Under Islam, only Muslims can handle a Muslim’s remains.
The samples will be handed over to French, Swiss and Russian experts who have flown in for the exhumation and who will examine them in their home countries, the officials said.
Tawfik Tirawi, who heads the Palestinian team investigating the death said Arafat will be reburied the same day with military honors, but the ceremony will be closed to the public, Tirawi told a news conference.
The whole process is set to take about 10 hours and before the exhumation, the head of the Palestinian committee investigating Arafat’s death, Tawfik al-Tirawi, said no journalists would be allowed to observe the exhumation.
He did not specify when results would be announced but said the probe could take months.
Earlier this month, workers began prying open the concrete-encased tomb in Arafat’s former government headquarters in the West Bank city of Ramallah.
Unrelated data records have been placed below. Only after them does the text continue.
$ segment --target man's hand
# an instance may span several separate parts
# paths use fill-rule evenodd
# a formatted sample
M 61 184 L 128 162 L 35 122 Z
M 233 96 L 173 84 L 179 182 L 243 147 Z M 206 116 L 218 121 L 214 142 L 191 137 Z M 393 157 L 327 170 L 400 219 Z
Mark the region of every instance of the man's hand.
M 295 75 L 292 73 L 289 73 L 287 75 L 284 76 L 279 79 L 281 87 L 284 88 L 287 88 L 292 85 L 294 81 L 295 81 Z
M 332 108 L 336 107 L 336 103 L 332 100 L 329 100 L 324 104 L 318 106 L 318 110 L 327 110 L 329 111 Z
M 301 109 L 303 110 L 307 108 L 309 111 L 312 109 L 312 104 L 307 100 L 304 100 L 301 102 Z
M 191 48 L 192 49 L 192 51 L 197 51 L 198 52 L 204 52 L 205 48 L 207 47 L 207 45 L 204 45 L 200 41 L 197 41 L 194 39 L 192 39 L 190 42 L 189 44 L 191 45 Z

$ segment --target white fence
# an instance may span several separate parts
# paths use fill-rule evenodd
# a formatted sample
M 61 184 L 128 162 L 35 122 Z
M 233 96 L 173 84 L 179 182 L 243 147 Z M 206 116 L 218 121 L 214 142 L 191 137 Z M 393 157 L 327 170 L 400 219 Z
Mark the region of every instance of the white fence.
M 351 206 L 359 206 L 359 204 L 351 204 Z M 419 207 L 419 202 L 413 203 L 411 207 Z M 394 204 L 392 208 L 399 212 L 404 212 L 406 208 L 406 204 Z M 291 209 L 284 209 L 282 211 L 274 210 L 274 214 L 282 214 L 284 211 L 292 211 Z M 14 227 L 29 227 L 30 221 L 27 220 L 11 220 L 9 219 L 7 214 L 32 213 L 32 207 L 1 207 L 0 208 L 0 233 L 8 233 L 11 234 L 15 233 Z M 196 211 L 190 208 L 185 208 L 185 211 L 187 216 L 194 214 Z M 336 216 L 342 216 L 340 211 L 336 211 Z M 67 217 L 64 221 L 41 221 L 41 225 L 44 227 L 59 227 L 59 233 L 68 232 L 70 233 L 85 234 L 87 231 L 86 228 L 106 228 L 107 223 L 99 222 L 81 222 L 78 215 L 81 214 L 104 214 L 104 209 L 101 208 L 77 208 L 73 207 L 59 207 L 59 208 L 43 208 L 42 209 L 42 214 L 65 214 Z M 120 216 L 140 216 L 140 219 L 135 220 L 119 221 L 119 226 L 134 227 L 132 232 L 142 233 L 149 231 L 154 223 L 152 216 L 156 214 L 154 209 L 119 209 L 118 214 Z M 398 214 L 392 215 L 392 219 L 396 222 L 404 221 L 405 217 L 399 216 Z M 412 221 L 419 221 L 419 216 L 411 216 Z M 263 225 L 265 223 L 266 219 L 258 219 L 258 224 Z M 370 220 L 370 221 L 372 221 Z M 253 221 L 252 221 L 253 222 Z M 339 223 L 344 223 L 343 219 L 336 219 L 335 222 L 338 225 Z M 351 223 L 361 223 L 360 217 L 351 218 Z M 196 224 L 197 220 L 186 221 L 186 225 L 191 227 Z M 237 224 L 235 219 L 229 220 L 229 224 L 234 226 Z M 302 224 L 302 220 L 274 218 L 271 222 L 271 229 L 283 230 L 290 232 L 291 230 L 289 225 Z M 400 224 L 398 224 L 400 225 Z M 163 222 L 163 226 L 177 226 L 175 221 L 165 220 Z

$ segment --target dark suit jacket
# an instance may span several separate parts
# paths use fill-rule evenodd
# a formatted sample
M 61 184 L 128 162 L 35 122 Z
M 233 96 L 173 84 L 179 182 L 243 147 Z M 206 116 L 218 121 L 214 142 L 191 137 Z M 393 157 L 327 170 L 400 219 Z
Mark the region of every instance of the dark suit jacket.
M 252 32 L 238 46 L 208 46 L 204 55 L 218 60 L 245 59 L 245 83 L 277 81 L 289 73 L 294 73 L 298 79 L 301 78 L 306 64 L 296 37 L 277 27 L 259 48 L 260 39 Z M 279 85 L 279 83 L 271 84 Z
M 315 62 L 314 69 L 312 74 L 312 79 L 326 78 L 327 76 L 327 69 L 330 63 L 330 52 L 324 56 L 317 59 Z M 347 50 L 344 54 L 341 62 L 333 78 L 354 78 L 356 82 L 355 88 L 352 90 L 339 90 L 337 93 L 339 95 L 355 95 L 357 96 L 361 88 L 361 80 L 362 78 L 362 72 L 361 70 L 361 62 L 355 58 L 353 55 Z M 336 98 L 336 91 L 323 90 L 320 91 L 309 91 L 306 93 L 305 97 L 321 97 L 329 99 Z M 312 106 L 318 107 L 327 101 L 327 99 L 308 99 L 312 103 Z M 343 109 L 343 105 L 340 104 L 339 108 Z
The Palestinian Authority, the self-rule government in the West Bank, had hesitated before agreeing to exhume the remains, in part because of cultural and religious sensitivities.
Since mid-November, the gravesite has been surrounded with a blue tarpaulin and roads leading to the Arafat mausoleum were closed. Arafat is still widely revered in the Palestinian territories, and Palestinian officials said they don’t want the process observed by media and others.
The new investigation into Arafat’s death was sparked earlier this year by the discovery of a lethal radioactive substance, polonium, on clothing said to be his.
The clothes were provided by Arafat’s widow, Suha, and given to the lab by the Arab satellite TV station Al-Jazeera.
Arafat, who led the Palestine Liberation Organisation for 35 years and became the first president of the Palestinian Authority in 1996, died in November 2004 in a French military hospital, a month after suddenly falling ill.
While the immediate cause of death was a stroke, the underlying source of an illness he suffered in his final weeks has never been clear, leading to persistent speculation in the Arab world that Israel poisoned him. Israel has denied such allegations.
Since his death there have been persistent conspiracy theories that he had cancer, AIDS or was poisoned.
His widow, Suha, objected to a post-mortem at the time, but asked the Palestinian Authority to permit the exhumation ‘to reveal the truth.’
Israeli Foreign Ministry spokesman Yigal Palmor said the Palestinians were free to take all the samples they wanted.
‘We have nothing to fear,’ he said.
‘All the accusations against Israel are completely ridiculous and not based on the slightest bit of evidence.’
The exhumation might not resolve the mystery.
Polonium-210 decomposes rapidly, and some experts say it is not clear whether any remaining samples will be sufficient for testing.
The former Russian spy Alexander Litvinenko died of exposure to polonium-210 in London in 2006. The UK authorities have accused Andrei Lugovoi, an ex-KGB officer, of poisoning his tea.